Cet après-midi, j’avais un rendez-vous en visioconférence, pour discuter avec d’autres chercheurs et des industriels de l’intérêt  de monter des projets pour répondre à des appels d’offres nationaux. Bref. Deux personnes représentant des sociétés privées ont présenté leurs projets, et après, l’animateur a demandé si d’autres personnes avaient des choses à présenter. J’avais quelques transparents, mais c’était davantage pour présenter les activités de mon équipe que pour faire part d’un projet mûrement réfléchi. Et je n’osais pas trop me lancer, pour être honnête.

C’est alors qu’une autre participante, une femme plus agée que moi, anciennement directrice de mon centre de recherche, est intervenue en disant que j’avais des choses à présenter…J’ai donc rebondi sur ses paroles et présenté rapidement nos thématiques de recherche. Ca m’a un peu exposée, je ne sais pas si j’ai fait un bon effet ou pas, mais au moins j’ai essayé…et c’est grâce à cette femme. Je ne sais pas si elle l’a fait par solidarité féminine, mais en tout cas je lui en suis reconnaissante, et je ne suis pas sûre qu’un collègue masculin me connaissant aussi peu aurait pensé à faire ça.

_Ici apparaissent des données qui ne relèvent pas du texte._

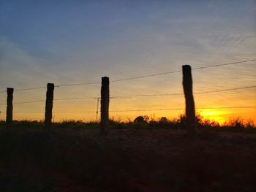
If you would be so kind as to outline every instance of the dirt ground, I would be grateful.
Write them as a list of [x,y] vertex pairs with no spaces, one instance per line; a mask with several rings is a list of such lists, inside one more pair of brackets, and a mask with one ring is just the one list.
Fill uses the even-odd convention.
[[0,130],[0,191],[256,191],[256,134]]

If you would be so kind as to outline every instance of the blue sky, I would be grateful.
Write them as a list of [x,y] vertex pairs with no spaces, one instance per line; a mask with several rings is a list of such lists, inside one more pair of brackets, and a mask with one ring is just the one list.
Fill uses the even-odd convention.
[[[102,76],[115,80],[178,70],[183,64],[197,67],[252,59],[256,53],[255,18],[255,1],[2,0],[0,88],[95,82]],[[255,72],[254,64],[214,69],[207,75],[206,71],[195,72],[195,89],[254,85]],[[110,91],[116,95],[176,93],[182,92],[180,85],[181,75],[174,74],[116,83]],[[44,91],[17,92],[16,100],[44,99]],[[99,93],[97,86],[83,86],[59,88],[56,94],[73,97]],[[251,98],[255,91],[243,94]],[[224,94],[219,101],[225,99]],[[1,102],[5,99],[2,96]],[[162,107],[170,99],[143,99],[113,101],[113,107]],[[243,103],[239,99],[236,104]],[[202,104],[213,104],[207,99],[200,100]],[[248,105],[256,103],[247,100]],[[178,101],[175,103],[183,106],[183,98]],[[220,105],[219,101],[212,102]],[[173,106],[168,103],[166,107]],[[61,109],[80,106],[75,101],[62,104]],[[40,110],[43,104],[17,107]],[[93,106],[85,103],[83,107],[91,110]]]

Ce n’est pas la première fois que je bénéficie d’un léger encouragement de la part d’une femme chercheuse plus expérimentée. A chaque fois, ça me fait très plaisir. J’en parlerai sans doute bientôt, mais nous sommes peu de femmes dans ce milieu de la recherche scientifique, et le plafond de verre n’y est pas un mythe. Alors ces encouragements, même discrets, me font du bien.